Отец Александр Мень никогда не претендовал на то, чтобы быть пророком, чудотворцем, оракулом или старцем. Было бы преувеличением говорить, что он оставил после себя некое новое христианское учение. Он не создал также никакой новой приходской или околоприходской структуры. Его прихожане не были никак организованы. Каждый был связан с отцом Александром, и он был связан с каждым, но не было специально разработанного принципа связи людей друг с другом. Конечно, существовали молитвенные группы, велась катехизация... Почти всю свою пастырскую жизнь отец Александр был вторым священником маленького сельского прихода. Когда он сам стал настоятелем, то внешне в приходе мало что изменилось. Службы, требы, крещения, отпевания...

Не был отец Александр и богословом в академическом смысле слова, хотя и касался многих догматических вопросов, высказывал по ним своё мнение. Однако вывести систему из этих высказываний и говорить о каком-то особом богословии отца Александра вряд ли возможно. Его книги носили подчёркнуто религиозно-просветительский, научно-популярный характер и были обращены к людям заведомо не церковным, а лишь ищущим путь в Церковь. Он сам не раз настаивал на этом. Поэтому даже ненавистники отца Александра, упорно ищущие у него ереси, ничего толком найти не могут (о патологических ненавистниках не говорю — те, конечно, находят).

Не был отец Александр и диссидентом: ни церковным, ни политическим. Он никогда не подписывал никаких воззваний. Он не лукавил, когда говорил на допросах в КГБ, что книги он писал для своих прихожан, в ответ на их вопросы, и на Запад они попали случайно, не по его воле. Это была чистая правда: он писал не для славы на Западе, а просто для своих друзей и прихожан, как бы продолжая с ними разговор. На один мой вопрос он однажды сказал: «Посмотрите у меня в "Магизме и единобожии" — там есть ответ...» То есть он уже когда-то давно ответил в книге на мой вопрос, он написал это для меня и таких же, как я.

При всей своей любви к инославию отец Александр ни разу не нарушил конфессиональную дисциплину. Он не утверждал себя на пути реформы богослужения или богослужебного языка. На всё, что делал, он испрашивал благословения своего духовника — епископа Православной Церкви.

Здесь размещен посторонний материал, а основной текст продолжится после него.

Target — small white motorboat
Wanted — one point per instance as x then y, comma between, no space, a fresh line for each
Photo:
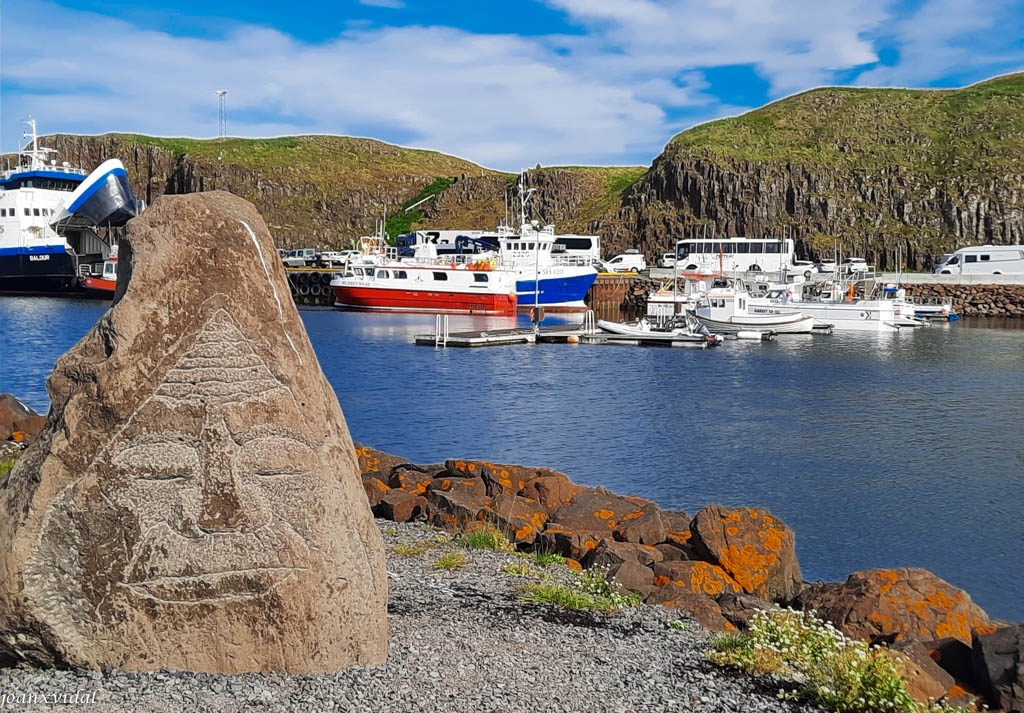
726,308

Отец Александр не был членом «катакомбной Церкви», а всю свою сознательную жизнь был членом Русской Православной Церкви. Останавливаюсь на этом, потому что в биографии отца Александра нередко подчёркивается то обстоятельство, что он был воспитан в так называемой «катакомбной Церкви». При этом под «катакомбной Церковью» обычно подразумевается, особенно у людей несведущих, нечто сладкозвучное, несомненно позитивное, этакое чуть ли не предвестие христианства XXI века, разумеется, в противовес омерзительному коллаборационизму Церкви официальной. Но «катакомбы» были, мягко говоря, разными. «Катакомбам» несравненно более, чем Московской Патриархии, были присущи те крайности консервативного толка, которых отец Александр всегда старался избегать. Да, верно, люди, оказавшие большое влияние на отца Александра в годы его детства и отрочества, в силу тех или иных обстоятельств входили в «катакомбную Церковь». Но духовность их определялась не принадлежностью к «катакомбам». «Катакомбы» существовали и при жизни отца Александра, священника Московской Патриархии, так же как существуют и сейчас... «Мой приход будет последним в Московской Патриархии», — сказал отец Александр во время повального бегства московских приходов в зарубежный синод.

Трезвость и ещё раз трезвость — вот завет отца Александра. Он и был единственным трезвым среди повального хмельного угара. Его деятельность была обусловлена совершенно осознанным, зрячим, трезвым видением вещей в их реальной сути, той сути, которая открывается не на уровне диссидентско-кухонной риторики, а на глубинах откровения.

«Наверху» к отцу Александру относились как к инопришельцу. Чувствовали нутром его инаковость. Сам факт его существования был неудобен.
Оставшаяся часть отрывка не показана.